Nos dois casos, uma demonstração de união em torno dos seus sindicatos e federações. Pequenos e médios produtores perderam muito por não encararem de frente quem os prejudica, uma política que pune a produção e estimula a transferência de renda. A agricultura não tem feito outra coisa a não ser transferir renda para bancos e para a indústria. Os bancos devidamente apoiados por um governo perverso.
Mas é o despertar político que pretendo destacar. O agricultor, um indivíduo cordato, começa a levantar a cabeça, e isto é altamente positivo. Até poucos anos atrás, essa gente mantinha seus pés fincados na terra e só se preocupava em produzir. Só que enquanto viviam de cabeça baixa, plantando lá no campo, nos gabinetes dos políticos seus direitos eram usurpados. Leis foram criadas à sua revelia, juros mantidos altos, preços dos insumos sem controle, enfim, toda uma série de consequências da falta de uma política agrícola.

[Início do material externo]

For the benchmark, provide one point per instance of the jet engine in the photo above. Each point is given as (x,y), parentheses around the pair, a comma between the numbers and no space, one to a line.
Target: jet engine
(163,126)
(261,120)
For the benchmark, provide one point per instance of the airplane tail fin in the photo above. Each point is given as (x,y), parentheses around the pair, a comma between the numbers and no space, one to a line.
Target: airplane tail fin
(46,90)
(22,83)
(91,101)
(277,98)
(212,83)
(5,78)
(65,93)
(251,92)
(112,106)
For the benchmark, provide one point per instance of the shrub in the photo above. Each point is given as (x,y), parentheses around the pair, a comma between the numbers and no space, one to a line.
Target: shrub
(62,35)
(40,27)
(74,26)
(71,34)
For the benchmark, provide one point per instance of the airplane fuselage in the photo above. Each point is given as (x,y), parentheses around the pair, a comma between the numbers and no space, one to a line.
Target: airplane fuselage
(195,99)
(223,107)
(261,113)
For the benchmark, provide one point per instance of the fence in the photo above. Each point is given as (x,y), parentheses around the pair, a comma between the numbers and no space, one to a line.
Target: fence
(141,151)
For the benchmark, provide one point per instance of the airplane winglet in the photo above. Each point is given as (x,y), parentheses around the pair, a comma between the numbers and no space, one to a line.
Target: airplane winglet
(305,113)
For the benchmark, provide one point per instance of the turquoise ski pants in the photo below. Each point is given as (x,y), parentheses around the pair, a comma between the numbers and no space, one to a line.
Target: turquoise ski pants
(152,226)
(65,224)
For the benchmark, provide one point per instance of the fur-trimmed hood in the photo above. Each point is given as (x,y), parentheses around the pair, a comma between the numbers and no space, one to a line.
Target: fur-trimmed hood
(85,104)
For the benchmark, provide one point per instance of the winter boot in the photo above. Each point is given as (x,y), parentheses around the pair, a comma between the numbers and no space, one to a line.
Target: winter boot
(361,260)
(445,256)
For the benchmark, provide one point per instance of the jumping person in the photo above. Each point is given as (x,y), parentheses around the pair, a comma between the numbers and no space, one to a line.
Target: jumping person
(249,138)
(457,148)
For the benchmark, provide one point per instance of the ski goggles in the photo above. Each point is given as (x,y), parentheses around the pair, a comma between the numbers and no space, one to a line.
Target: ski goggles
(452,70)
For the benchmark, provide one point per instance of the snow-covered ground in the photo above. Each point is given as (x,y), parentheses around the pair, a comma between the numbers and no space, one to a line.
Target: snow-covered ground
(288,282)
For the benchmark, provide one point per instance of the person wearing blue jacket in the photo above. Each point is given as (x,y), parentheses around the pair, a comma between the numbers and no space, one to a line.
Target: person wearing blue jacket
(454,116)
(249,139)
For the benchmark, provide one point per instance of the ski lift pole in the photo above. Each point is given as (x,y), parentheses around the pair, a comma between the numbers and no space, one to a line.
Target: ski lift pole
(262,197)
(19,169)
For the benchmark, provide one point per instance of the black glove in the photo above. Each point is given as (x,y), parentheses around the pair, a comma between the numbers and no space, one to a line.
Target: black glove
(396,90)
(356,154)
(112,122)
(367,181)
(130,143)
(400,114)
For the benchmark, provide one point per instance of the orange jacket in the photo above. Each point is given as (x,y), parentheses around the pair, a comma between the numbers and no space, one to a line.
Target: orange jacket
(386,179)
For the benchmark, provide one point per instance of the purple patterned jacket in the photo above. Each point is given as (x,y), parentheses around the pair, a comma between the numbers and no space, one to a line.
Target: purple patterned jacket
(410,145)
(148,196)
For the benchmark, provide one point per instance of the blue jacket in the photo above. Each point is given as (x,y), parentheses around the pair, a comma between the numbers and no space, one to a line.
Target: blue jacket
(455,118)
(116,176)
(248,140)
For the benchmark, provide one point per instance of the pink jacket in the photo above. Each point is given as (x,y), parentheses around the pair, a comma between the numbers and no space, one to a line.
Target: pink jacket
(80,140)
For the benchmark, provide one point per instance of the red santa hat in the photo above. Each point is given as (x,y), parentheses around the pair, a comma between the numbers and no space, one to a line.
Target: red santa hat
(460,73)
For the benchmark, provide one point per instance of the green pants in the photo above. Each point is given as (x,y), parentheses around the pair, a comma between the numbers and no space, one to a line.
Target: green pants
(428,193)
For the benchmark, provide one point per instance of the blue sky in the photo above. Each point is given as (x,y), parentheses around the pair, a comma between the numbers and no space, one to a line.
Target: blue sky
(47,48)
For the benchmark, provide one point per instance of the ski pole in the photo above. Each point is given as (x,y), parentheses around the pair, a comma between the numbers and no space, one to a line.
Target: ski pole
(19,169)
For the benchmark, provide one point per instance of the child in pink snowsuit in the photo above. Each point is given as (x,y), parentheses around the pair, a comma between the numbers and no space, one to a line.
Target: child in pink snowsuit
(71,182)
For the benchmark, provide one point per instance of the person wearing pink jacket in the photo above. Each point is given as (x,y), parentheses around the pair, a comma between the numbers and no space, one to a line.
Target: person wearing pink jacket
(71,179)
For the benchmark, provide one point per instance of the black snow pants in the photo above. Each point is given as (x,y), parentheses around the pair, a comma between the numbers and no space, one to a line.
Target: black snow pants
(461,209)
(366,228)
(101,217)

Agora eles começam a reagir. Com posições firmes, um dia eles terão o apoio de outros segmento que é violentado em seus direitos, os consumidores. Falta-lhes falar mais à sociedade, que não é corretamente informada sobre o agronegócio, ela que está na outra ponta da cadeia. O dia que a sociedade urbana entender o papel da produção, tudo vai mudar. Não precisaria muito: se os produtores pudessem dispor de 0,05% dos bilhões que o governo federal gasta com a sua propaganda enganosa, em breve teriam um forte aliado urbano. Sem precisar mentir.
O agricultor, ao contrário dos políticos que não evoluíram (a não ser no sentido da corrupação), têm dado demonstração de competência na tecnologia e na gestão. O salto na produção agropecuária nos últimos 10 anos, que praticamente dobrou em produtividade, mostra que os produtores estão se tecnificando. E o Paraná não perde pelos países mais desenvolvidos. Na produção de soja, por exemplo, o Paraná é mais produtivo que americanos e argentinos. Um dos motivos é a utilização da tecnologia do plantio direto, da qual é pioneiro. Por tudo isso e muito mais, o paranaense do campo pode e deve bater no peito e exigir a contrapartida dos governos, principalmente em crédito e infra-estrutura, que não são de graça. Basta observar o custo do pedágio, uma exploração.